5/8/2013 10:01 AM
IN TROUSERS is not as celebrated as FALSETTOS. Perhaps it appears aimless in comparison. While wildly imaginative, FALSETTOS is easy to follow. IN TROUSERS moves around time and space like a dream, and its lyrics utilize more metaphor and less colloquial language than FALSETTOS’. IN TROUSERS contains gorgeous, but few, stage directions, and requires a great director to make sense of it. FALSETTOS is more concerned with its audience, while IN TROUSERS is more concerned with artfulness. The jury is still out on which makes for better theatre, but I believe that IN TROUSERS is the frankest, saddest, and most beautiful coming-out play ever written.
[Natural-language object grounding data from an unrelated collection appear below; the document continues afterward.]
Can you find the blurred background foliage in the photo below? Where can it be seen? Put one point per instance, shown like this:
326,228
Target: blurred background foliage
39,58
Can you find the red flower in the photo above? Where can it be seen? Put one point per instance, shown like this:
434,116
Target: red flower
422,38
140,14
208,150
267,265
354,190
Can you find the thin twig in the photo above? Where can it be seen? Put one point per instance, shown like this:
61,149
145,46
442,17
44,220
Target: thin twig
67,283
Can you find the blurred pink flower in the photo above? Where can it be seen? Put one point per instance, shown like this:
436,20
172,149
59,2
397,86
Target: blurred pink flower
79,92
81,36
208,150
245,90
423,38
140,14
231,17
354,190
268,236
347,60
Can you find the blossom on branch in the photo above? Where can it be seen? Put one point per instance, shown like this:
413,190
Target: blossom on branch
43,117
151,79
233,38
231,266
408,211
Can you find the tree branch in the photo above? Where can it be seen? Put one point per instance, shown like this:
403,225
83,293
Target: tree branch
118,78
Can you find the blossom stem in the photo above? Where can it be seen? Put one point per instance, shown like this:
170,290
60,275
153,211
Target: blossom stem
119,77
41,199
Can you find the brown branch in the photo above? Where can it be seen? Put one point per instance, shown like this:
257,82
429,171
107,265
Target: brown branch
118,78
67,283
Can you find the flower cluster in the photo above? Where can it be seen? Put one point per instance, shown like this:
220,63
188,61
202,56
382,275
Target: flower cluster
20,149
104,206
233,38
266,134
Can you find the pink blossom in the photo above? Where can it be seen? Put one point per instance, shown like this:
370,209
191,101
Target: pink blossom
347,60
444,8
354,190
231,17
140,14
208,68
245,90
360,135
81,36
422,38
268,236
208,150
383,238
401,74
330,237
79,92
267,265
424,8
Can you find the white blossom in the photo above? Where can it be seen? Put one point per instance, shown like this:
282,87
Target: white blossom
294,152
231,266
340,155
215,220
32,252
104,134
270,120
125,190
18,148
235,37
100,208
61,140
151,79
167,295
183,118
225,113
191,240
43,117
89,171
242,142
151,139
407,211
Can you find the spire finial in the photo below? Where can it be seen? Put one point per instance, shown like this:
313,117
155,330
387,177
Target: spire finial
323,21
I partly miss the 1978 version of IN TROUSERS when encountering Samuel French’s revised version. The old version had a sense of sloppiness to it, as if it was not quite sure what it wanted to be—precisely what Marvin is going through. The published version is still muddled, but new songs were added to make sense of things, and most of them do not live up to the authenticity of the original tunes. One new song, “Packing Up,” does live up, however, and contains some of the show’s most moving lyrics. Another strong addition is “I’m Breaking Down,” which is in both IN TROUSERS and FALSETTOS, but fits better as a discovery in IN TROUSERS, than as a woe-is-me moment in FALSETTOS.
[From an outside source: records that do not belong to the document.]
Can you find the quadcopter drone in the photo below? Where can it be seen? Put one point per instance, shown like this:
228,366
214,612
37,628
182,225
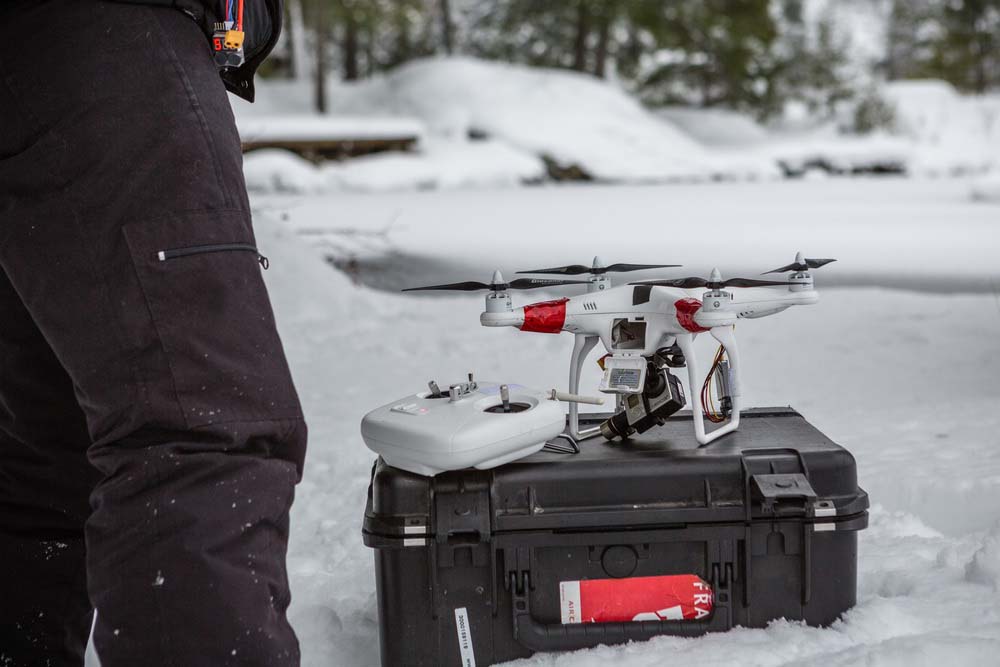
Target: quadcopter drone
647,328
The frantic style of IN TROUSERS embodies what coming out of the closet feels like, while a play like TAKE ME OUT presents what coming out looks like. (Similarly, RABBIT HOLE presents what losing a child looks like, but GOD'S EAR gets at what it feels like.) It informs FALSETTOS to learn that Marvin is emotionally unstable. That stunning lyric, “Marvin always gets the things he wants, except the things he wants,” gives new meaning to the Marvin of FALSETTOS, who “wants it all,” but ends up with nothing.